Israeli troops blew up what they called a gunpost for Palestinian militants in the Gaza Strip yesterday, hours before Israeli leaders were to weigh military retaliation for a double suicide bombing on a strategic port.
Vowing no quarter for militants after the attack that killed 10 on Sunday, Prime Minister Ariel Sharon has ruled out peace talks with the Palestinians and pledged to pursue unilateral moves that would deny them land they want for a state.
The two Palestinian bombers blew themselves up at Israel's second-busiest port, Ashdod, just north of the Gaza Strip.
The Jewish state is still trying to work out how they evaded the Gaza Strip's defenses for the first time in more than three years of conflict.
Israeli troops with tanks and bulldozers moved into a Palestinian-run area of the Gaza Strip before dawn to demolish a building the army said was used for a rocket attack on a convoy from the tiny Jewish settlement of Netzarim on Monday.
Medics and witnesses said two Palestinian policemen were wounded when Israeli troops opened fire. The two-storey building was left in rubble. Palestinians said it was a disused college.

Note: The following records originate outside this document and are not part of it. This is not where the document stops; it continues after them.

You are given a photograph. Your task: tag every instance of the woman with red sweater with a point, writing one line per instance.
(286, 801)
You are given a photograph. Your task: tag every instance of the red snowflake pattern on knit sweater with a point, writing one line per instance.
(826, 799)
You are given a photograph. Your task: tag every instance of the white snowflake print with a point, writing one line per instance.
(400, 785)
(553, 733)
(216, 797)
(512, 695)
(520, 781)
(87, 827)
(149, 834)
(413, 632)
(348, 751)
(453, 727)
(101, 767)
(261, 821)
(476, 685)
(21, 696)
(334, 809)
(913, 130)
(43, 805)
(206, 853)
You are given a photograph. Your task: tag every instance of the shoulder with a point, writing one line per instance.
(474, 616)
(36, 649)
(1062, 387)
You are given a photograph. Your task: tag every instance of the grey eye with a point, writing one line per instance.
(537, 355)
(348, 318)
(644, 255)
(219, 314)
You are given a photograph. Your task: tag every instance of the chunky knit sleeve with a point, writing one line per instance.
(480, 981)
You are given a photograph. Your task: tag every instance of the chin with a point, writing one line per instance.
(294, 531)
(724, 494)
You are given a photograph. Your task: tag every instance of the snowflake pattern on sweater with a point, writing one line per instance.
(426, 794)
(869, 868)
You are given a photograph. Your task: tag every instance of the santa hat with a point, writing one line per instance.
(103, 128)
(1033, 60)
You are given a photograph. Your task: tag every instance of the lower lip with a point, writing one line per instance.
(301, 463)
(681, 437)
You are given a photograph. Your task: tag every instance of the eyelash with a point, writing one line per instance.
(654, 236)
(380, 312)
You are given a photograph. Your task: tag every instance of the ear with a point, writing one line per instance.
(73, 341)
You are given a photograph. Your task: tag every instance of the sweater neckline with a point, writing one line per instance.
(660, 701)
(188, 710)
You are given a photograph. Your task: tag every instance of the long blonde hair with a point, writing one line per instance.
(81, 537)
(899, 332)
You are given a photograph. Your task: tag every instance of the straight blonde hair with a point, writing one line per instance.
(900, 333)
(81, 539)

Sharon and top ministers were to meet yesterday to weigh retaliation for the Ashdod bombing. Israeli helicopters hit suspected militant targets within hours of the attack. There were no dead.
An Israeli security source said Defense Minister Shaul Mofaz had recommended Israel's traditional retaliatory measures of army raids and the targeted killing of militant leaders in the Gaza Strip.
But Palestinian militants said any retaliation would bring its own counter-strike.
"They long believed the Gaza Strip was a prison. We have shown up from that prison to tell them no walls and no security measures will protect them," said Abu Qusai of the al-Aqsa Martyrs Brigades, one of the groups behind the Ashdod attack. "No strategic place will be immune."
Violence has mushroomed in Gaza since Sharon announced plans to remove Jewish settlers as part of go-it-alone moves that would also result in Palestinians losing swathes of land in the West Bank which they also want for a state.
Palestinian militants want to make any Israeli withdrawal from Gaza look like a victory, while the army is determined that it will not go under fire and do all it can to smash militant groups before any pullout.
Sharon reiterated before parliament on Monday that he saw no chance for peace talks with the Palestinians. He broke off contacts to arrange a summit with his Palestinian counterpart after the bombing on Sunday.
The Ashdod attack has amplified fears over the security of Israel's other strategic installations and also raised questions over the value of the controversial barrier Israel is building inside the West Bank for keeping out attackers.
Nearly all the bombers who have killed hundreds of Israelis over the past three years came from the West Bank and Israel says its bulwark of concrete and wire should keep them out.
Palestinians say it will never work and call it an underhand bid to annex land they want for a state.